Der wesentliche Theil desselben sind Gitter oder Rechen, welche die gewöhnlichen
Rührscheite oder Maischhölzer ersetzen. Je vier oder fünf solcher Rechen sind um
eine horizontale Welle angeordnet, die mit einem Ende auf dem Rande des
Maischbottichs, mit dem anderen auf einer in seinem Mittelpunkte aufgestellten
Säule ruht und durch eine Kette und Rolle in Umdrehung versetzt wird. Solcher
Wellen sind zwei in der Richtung eines Durchmessers angebracht; durch ihre
Umdrehung gerathen die gitterförmigen Flügel in eine, den Schaufeln der
Dampfschiffe analoge, nur viel langsamere Bewegung, reißen das Schrot
unaufhörlich unter die Oberfläche und vertheilen es in der Flüssigkeit. Auf
diese Art wurde indessen nur an zwei Stellen im Maischbottich gewirkt, was für
ein gleichförmiges, richtiges Einteigen nicht ausreicht. In der That wird dieses
erst dadurch vervollständigt, daß dem ganzen System der beiden Wellen mit
rechenförmigen Flügeln eine kreisförmig fortschreitende Bewegung angewiesen ist,
und zwar auf eine einfache Weise. Die Säule in der Mitte ist um ihre Achse
drehbar, das ihr entgegengesetzte Ende der beiden horizontalen Wellen an der
Peripherie geht in ein Zahnrad aus, was mit dem gezahnten Rade des Bottichs
dergestalt in Eingriff steht, daß die Umdrehung der Flügel zugleich ihr
Fortschreiten bedingt. Der beaufsichtigende Arbeiter unterstützt die Maschinerie
dadurch, daß er das Malzschrot hie und da den Rechen mit Krücken
entgegenschiebt. – Man pflegt die Durchfeuchtung des Schrotes auch durch
Begießen mit warmem Wasser in Form eines Regens zu unterstützen. Dieser Regen
liefert eine an der Decke herlaufende Wasserleitung, von welcher gerade über dem
Maischbottich ein senkrechter Schenkel herabgeht, der als Achse ein
horizontales, durch die Dampfmaschine im Kreise bewegtes Röhrenkreuz trägt. In der abwärts
gekehrten Fläche der vier Röhrenarme sind reihenweise feine Oeffnungen
eingebohrt, welche das Wasser in eben soviel dünnen, in Tropfen zerstiebenden
Strahlen ausspeien und durch ihre Kreisbewegung über dem Malz verbreiten.

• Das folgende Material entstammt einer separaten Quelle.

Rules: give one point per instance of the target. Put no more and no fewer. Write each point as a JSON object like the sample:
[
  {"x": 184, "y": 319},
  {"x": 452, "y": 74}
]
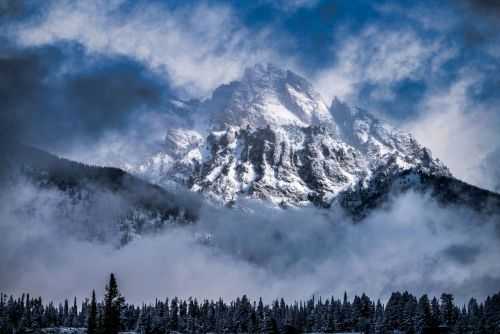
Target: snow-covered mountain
[{"x": 271, "y": 136}]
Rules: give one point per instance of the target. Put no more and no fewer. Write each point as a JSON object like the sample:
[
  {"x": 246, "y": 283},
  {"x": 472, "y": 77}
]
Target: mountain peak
[
  {"x": 266, "y": 95},
  {"x": 271, "y": 136}
]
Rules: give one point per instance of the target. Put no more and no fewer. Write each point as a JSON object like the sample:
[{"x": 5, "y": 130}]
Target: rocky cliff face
[{"x": 271, "y": 136}]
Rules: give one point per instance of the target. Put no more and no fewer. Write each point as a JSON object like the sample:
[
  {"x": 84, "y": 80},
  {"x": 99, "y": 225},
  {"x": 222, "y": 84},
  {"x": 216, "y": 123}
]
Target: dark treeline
[{"x": 403, "y": 312}]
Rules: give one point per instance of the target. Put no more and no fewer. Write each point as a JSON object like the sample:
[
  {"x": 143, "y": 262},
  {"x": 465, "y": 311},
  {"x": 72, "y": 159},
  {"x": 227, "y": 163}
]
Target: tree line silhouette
[{"x": 403, "y": 313}]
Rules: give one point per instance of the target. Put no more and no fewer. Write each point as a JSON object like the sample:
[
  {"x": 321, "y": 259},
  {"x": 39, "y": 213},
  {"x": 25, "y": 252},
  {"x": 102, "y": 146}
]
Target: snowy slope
[{"x": 271, "y": 136}]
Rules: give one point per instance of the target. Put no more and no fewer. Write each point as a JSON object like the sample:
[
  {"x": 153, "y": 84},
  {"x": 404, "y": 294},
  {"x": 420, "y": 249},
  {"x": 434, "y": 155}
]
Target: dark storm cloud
[
  {"x": 57, "y": 93},
  {"x": 462, "y": 254}
]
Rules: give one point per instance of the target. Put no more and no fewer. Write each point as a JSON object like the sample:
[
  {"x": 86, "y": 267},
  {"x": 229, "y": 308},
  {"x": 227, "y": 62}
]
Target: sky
[
  {"x": 77, "y": 73},
  {"x": 431, "y": 68}
]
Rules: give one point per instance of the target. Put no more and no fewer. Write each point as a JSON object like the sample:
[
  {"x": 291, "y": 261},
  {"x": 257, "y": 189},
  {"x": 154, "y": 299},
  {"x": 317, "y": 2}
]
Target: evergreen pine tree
[
  {"x": 92, "y": 319},
  {"x": 113, "y": 302}
]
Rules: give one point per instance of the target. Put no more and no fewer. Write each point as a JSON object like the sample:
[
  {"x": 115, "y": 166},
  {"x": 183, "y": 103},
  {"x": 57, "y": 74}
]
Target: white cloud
[
  {"x": 379, "y": 57},
  {"x": 459, "y": 131}
]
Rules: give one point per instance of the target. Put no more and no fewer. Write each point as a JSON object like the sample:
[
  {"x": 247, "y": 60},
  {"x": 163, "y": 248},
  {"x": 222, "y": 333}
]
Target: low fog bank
[{"x": 256, "y": 250}]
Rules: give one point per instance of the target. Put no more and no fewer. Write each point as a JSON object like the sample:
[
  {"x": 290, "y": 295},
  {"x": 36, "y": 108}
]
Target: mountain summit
[{"x": 271, "y": 136}]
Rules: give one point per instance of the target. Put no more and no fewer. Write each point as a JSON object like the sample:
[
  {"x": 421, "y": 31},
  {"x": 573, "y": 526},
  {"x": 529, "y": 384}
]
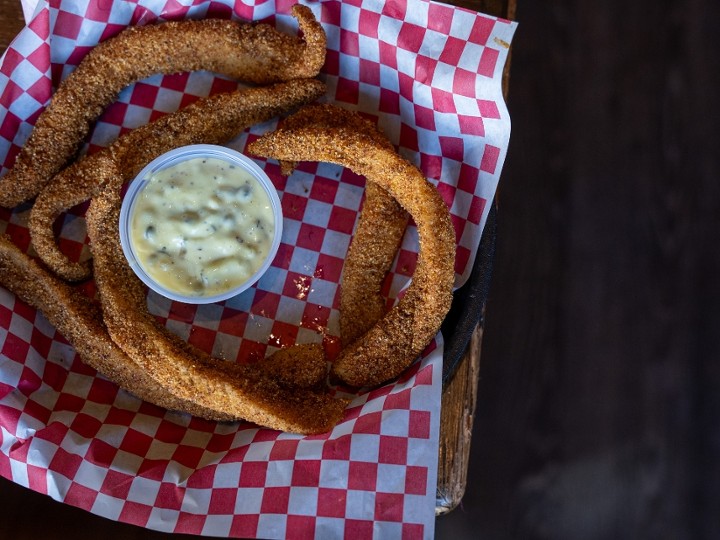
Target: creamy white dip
[{"x": 202, "y": 227}]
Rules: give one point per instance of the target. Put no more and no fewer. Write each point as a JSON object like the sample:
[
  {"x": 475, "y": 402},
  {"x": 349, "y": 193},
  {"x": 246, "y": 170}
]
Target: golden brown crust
[
  {"x": 241, "y": 391},
  {"x": 213, "y": 120},
  {"x": 80, "y": 322},
  {"x": 332, "y": 134},
  {"x": 378, "y": 234},
  {"x": 254, "y": 53}
]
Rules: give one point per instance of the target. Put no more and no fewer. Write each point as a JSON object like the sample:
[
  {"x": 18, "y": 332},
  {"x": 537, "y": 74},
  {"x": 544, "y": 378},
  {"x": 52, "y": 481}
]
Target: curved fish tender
[
  {"x": 332, "y": 134},
  {"x": 80, "y": 322},
  {"x": 254, "y": 53},
  {"x": 173, "y": 364},
  {"x": 378, "y": 234},
  {"x": 212, "y": 120}
]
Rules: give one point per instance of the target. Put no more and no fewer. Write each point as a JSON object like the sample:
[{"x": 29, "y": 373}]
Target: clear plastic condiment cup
[{"x": 175, "y": 157}]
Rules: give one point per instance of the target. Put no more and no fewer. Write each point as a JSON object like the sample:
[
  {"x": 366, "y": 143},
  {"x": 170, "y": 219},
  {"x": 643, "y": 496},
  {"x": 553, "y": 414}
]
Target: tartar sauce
[{"x": 202, "y": 227}]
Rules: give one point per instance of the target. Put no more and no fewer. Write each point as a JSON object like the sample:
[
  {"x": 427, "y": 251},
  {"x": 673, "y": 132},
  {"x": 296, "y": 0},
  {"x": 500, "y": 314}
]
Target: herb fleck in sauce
[{"x": 202, "y": 227}]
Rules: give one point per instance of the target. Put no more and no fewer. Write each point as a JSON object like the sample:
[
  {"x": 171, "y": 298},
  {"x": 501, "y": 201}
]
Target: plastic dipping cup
[{"x": 171, "y": 159}]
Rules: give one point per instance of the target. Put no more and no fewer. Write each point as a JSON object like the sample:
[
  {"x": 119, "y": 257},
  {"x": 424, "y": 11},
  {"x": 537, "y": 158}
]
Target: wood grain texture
[{"x": 598, "y": 410}]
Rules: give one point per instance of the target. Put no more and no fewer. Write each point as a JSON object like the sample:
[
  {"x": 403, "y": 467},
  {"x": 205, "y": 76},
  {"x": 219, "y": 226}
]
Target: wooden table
[{"x": 27, "y": 514}]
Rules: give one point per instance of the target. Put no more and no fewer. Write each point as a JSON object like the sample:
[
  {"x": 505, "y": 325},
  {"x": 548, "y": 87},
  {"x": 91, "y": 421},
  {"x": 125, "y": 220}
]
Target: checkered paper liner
[{"x": 430, "y": 75}]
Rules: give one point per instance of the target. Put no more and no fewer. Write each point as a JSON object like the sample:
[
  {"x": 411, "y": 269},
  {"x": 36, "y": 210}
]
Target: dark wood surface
[
  {"x": 598, "y": 405},
  {"x": 598, "y": 411}
]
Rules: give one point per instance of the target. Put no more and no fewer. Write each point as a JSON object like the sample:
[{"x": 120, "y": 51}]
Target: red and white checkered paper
[{"x": 430, "y": 74}]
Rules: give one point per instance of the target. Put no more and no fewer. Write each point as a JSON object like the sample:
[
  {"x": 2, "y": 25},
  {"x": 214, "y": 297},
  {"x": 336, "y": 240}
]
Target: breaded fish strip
[
  {"x": 80, "y": 322},
  {"x": 176, "y": 366},
  {"x": 332, "y": 134},
  {"x": 379, "y": 230},
  {"x": 212, "y": 120},
  {"x": 254, "y": 53}
]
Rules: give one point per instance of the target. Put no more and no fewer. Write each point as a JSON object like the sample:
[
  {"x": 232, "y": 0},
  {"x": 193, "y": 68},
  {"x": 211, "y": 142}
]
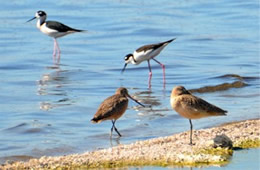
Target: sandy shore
[{"x": 164, "y": 151}]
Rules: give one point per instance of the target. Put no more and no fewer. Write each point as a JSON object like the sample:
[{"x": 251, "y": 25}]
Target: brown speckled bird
[
  {"x": 192, "y": 107},
  {"x": 113, "y": 107}
]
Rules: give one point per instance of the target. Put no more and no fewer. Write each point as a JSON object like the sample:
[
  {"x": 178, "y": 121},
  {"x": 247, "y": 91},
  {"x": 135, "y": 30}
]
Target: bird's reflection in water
[{"x": 52, "y": 86}]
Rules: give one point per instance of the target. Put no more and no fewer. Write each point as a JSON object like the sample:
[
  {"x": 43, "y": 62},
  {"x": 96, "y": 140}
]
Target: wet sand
[{"x": 164, "y": 151}]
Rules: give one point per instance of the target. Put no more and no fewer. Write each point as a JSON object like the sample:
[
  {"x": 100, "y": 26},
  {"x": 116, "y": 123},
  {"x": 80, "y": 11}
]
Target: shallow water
[{"x": 46, "y": 110}]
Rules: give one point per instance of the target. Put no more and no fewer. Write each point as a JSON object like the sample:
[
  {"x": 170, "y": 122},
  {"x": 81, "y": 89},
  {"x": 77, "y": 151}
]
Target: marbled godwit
[
  {"x": 113, "y": 107},
  {"x": 145, "y": 53},
  {"x": 192, "y": 107},
  {"x": 53, "y": 29}
]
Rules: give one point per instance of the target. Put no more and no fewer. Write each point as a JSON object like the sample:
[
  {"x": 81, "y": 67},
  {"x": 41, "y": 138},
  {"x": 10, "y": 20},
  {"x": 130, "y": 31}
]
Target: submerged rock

Das Malz wird, je nach der Biersorte, bis zu fünfmal ausgezogen und sämmtliche
Würzen nach einander im Bräukessel vereinigt. Er gehört zu den geschlossenen,
ist von Eisen und mit Vorwarmpfannen versehen; seine Einrichtung ist die
bekannte schon in Prechtl's Encyklop. beschriebene. Der Hopfenzusatz ist bei Ale
stärker als bei Porter, nämlich 4 bis 5 Pfd. per
Barrel.1 Barrel, das englische Braumaaß, = 36 Gallons = 163,55 Liter oder 1,022
Darmst. Ohm. 1 Gallon = 4,54 Liter = 3,968 preuß. Quart. Der Hopfen wird in flachen Behältern mit durchbrochenem Boden abgeseiht
und mit den schwachen Würzen nachgewaschen. Für das Abholen der Hopfenrückstände
allein erhalten die Fuhrleute jährlich 100 Pfd. St. und sämmtlichen Pferdedünger
aus der Brauerei.
Die Kühlschiffe sind auf dem Speicher des Hauses aufgestellt, die älteren von
Holz, die neueren von Eisen. In jedem Kühlschiffe steht ein Paar hölzerne Schuhe
mit Absätzen, welche die Arbeiter beim Reinigen anlegen. An zwei
gegenüberstehenden Wänden sind Laden für den Durchzug der Luft in gleichem
Niveau mit dem Rande des Kühlschiffes angebracht. An den Sommertagen, wenn die
Abkühlung durch die Luft nicht mehr genügt, unterstützt man sie durch einen
Kühlapparat aus concentrisch in einander gesetzten Röhren. In der inneren Röhre
circulirt kaltes Wasser, in dem Zwischenraume, und zwar in entgegengesetzter
Richtung, das Bier.
Die Behandlung bei der Gährung ist für die verschiedenen Biersorten wesentlich
verschieden, indem der Porter anfangs in Masse, das Ale dagegen in getheilten
Portionen diesem Proceß unterworfen wird.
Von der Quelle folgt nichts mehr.